Issue Three – 9th November 2011

November 9, 2011

One year on from the demonstration that culminated in the trashing of Millbank, students are again on the march. It would be easy to dismiss the protests then as a failure. Fees were raised and EMA scrapped despite mass opposition, but what ‘began’ then has mutated throughout the year, leading to – but not ending – in what we are doing here, now.

It is often claimed the occupations currently taking place around the world were spawned by events in Tahrir Square, but in truth, the lineage can be traced right back through a global history of protest and social movements – each helping to inspire the next.

Something did begin though – or was reawakened – with the many student occupations of last year. Some of those who occupied UCL and other universities are here now at St Paul’s and Finsbury Square, passing on the lessons they learned.

Since then we’ve seen March 26th, repeated UK uncut actions, the summer riots, and now, another student march and plans for collective strike action later this month – the scale of which hasn’t been seen for a generation.

While the complexity-fearing mainstream media dismissed the riots as the result of ‘greed’ and ‘thuggery’, a more nuanced analysis might point to a political and economic climate stripping people of hope.

Society is comprised of a variety of people with different ideas, means and privileges, so our responses to a government turning back the clock thirty years are equally diverse.

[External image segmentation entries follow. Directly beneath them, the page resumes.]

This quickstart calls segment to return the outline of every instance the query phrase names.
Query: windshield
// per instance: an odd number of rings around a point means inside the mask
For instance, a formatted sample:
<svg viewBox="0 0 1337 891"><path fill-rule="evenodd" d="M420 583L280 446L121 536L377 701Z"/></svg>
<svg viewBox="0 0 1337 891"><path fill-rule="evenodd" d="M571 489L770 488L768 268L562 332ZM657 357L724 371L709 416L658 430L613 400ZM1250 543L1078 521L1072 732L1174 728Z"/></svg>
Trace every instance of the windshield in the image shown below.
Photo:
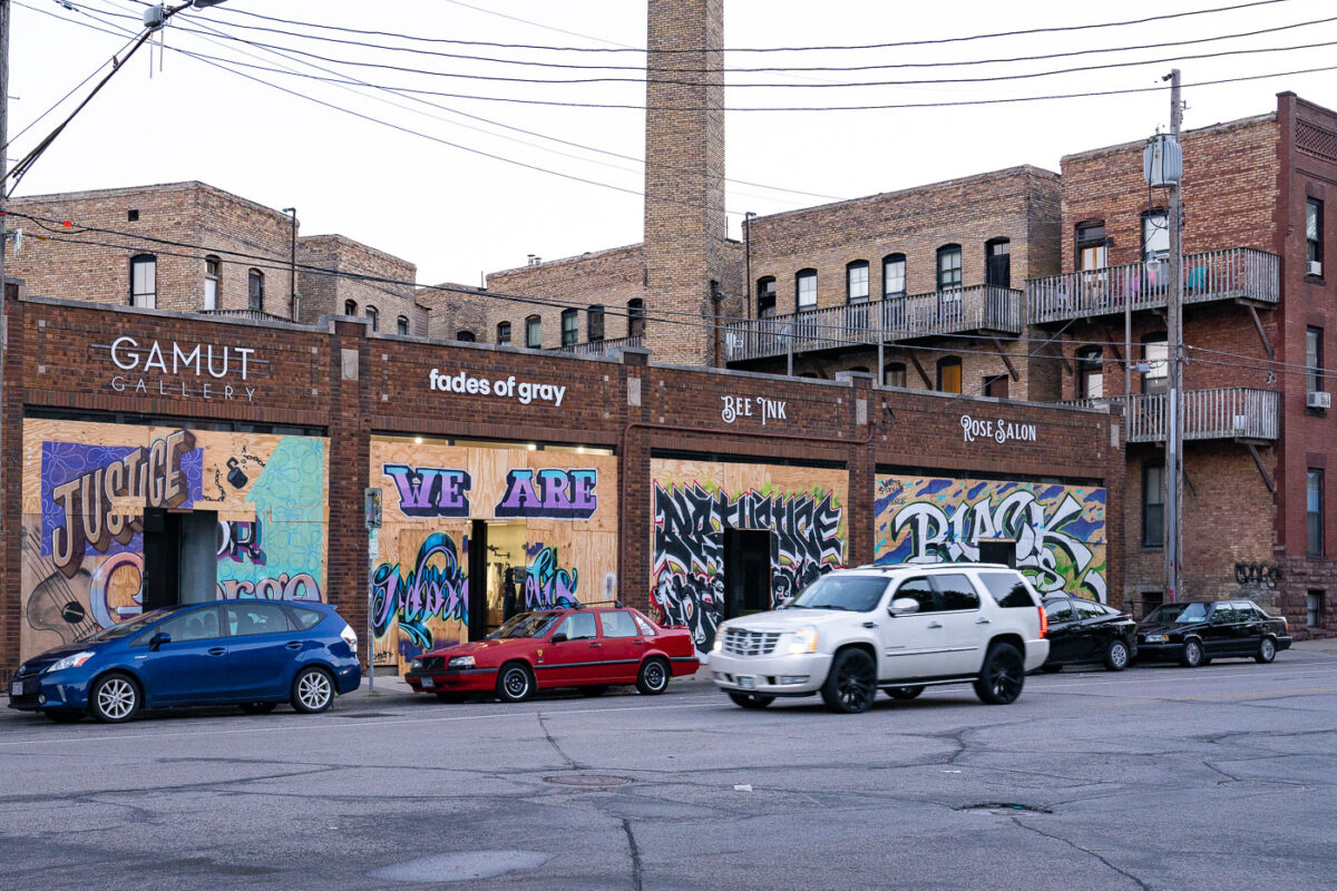
<svg viewBox="0 0 1337 891"><path fill-rule="evenodd" d="M877 609L877 601L886 590L886 580L881 576L822 576L804 589L792 608L801 609L848 609L866 613Z"/></svg>
<svg viewBox="0 0 1337 891"><path fill-rule="evenodd" d="M143 631L144 628L148 628L155 621L167 618L174 612L176 612L176 609L178 606L164 606L162 609L150 610L147 613L136 616L135 618L131 618L128 622L120 622L119 625L112 625L111 628L103 628L102 631L94 632L79 643L84 641L95 643L99 640L118 640L120 637L128 637L136 632Z"/></svg>
<svg viewBox="0 0 1337 891"><path fill-rule="evenodd" d="M552 622L559 618L562 618L562 613L559 612L520 613L508 618L505 624L488 635L488 637L503 640L511 637L543 637L552 628Z"/></svg>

Some strike, some march, some occupy, and some riot. We might not condone the actions of others, but neither should we condemn them because they differ from our own.

If we had genuine democracy, we wouldn’t have a government privatising the NHS when there was no mention of it in pre-election manifestos. We wouldn’t have a deputy prime minister who promised not to raise student fees, and then did exactly that. And we wouldn’t be camped out in front of St Paul’s creating a democracy of our own.

Faced with these betrayals, and the prospects of no jobs, no housing and no future, the fear that ordinarily keeps us in line is banished, and replaced with a sense of vital urgency.

Today we march in protest at those who want to deny us our futures, because, as Martin Luther King said, “Our lives begin to end the day we become silent about things that matter.”